The response to this question of quantity and quality of life brought about lively discussion. I could conduct a course for a term regarding that question and not have a boring moment. For some, passing their days on a beach all day is their definition of the “good life.” That would bore me and others to death.

“Whatever you get into make sure that you can get out.” This is a statement that has global ramifications. Most wars have a clear goal of how to get out when the war is over. It normally means victory to one side and defeat for the other. That statement is why the war in Ukraine has wreaked havoc on the vital balance of allies, negotiations, and the way this war has been fought. It affects quality and quantity of life literally every moment of every day.
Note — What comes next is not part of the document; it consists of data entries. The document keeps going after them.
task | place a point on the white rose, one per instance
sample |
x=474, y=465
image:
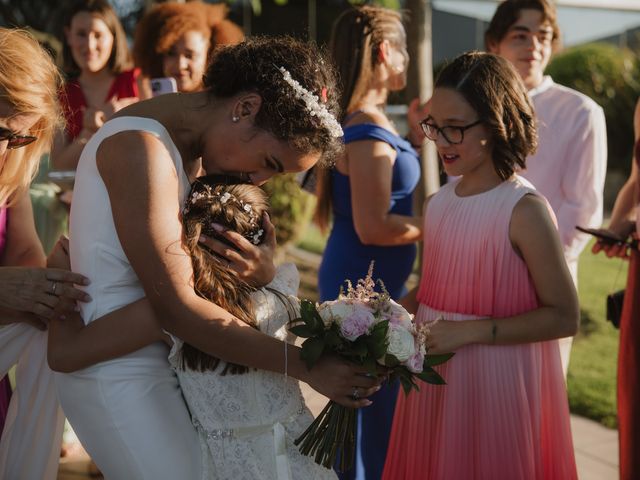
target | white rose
x=402, y=344
x=399, y=315
x=334, y=311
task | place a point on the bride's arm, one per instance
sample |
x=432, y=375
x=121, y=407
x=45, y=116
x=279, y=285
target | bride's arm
x=143, y=190
x=73, y=346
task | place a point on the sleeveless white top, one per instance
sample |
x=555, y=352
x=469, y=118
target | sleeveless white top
x=96, y=251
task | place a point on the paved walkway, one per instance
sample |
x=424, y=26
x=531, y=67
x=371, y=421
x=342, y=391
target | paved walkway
x=596, y=448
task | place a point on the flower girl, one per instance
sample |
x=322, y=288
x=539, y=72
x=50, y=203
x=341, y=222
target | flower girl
x=246, y=419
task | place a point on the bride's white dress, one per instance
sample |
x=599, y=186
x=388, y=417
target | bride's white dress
x=247, y=423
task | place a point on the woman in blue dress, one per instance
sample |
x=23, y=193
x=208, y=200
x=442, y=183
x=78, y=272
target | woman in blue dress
x=369, y=191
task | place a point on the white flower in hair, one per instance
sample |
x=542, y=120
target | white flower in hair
x=314, y=107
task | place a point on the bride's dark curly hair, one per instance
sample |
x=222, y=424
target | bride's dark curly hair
x=253, y=66
x=238, y=207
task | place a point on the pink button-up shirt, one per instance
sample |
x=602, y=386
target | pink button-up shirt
x=570, y=164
But it is different from the way many other wars were fought particularly now that Finland and Sweden will be joining NATO. Putin knew how to get in, but he never expected the Ukrainian people to be so brave and NATO to come together making that alliance stronger than it has ever been. Now Putin has no way to get out. That is a problem for Putin but it is also a problem for the rest of the world as we continue to hear Putin’s words, “Why should there be a world if there is no Russia.” He continues to rattle his saber of a possible nuclear attack, all with veiled language surrounding his threat. He doesn’t seem to be concerned about the quality and quantity of the lives and deaths of others which makes him even more dangerous. He is the waterfall and the rest of us are on the river with the Ukrainians with a roar growing out of a once idyllic life in a once beautiful landscape and lovely cities which was Ukraine with danger lying ahead.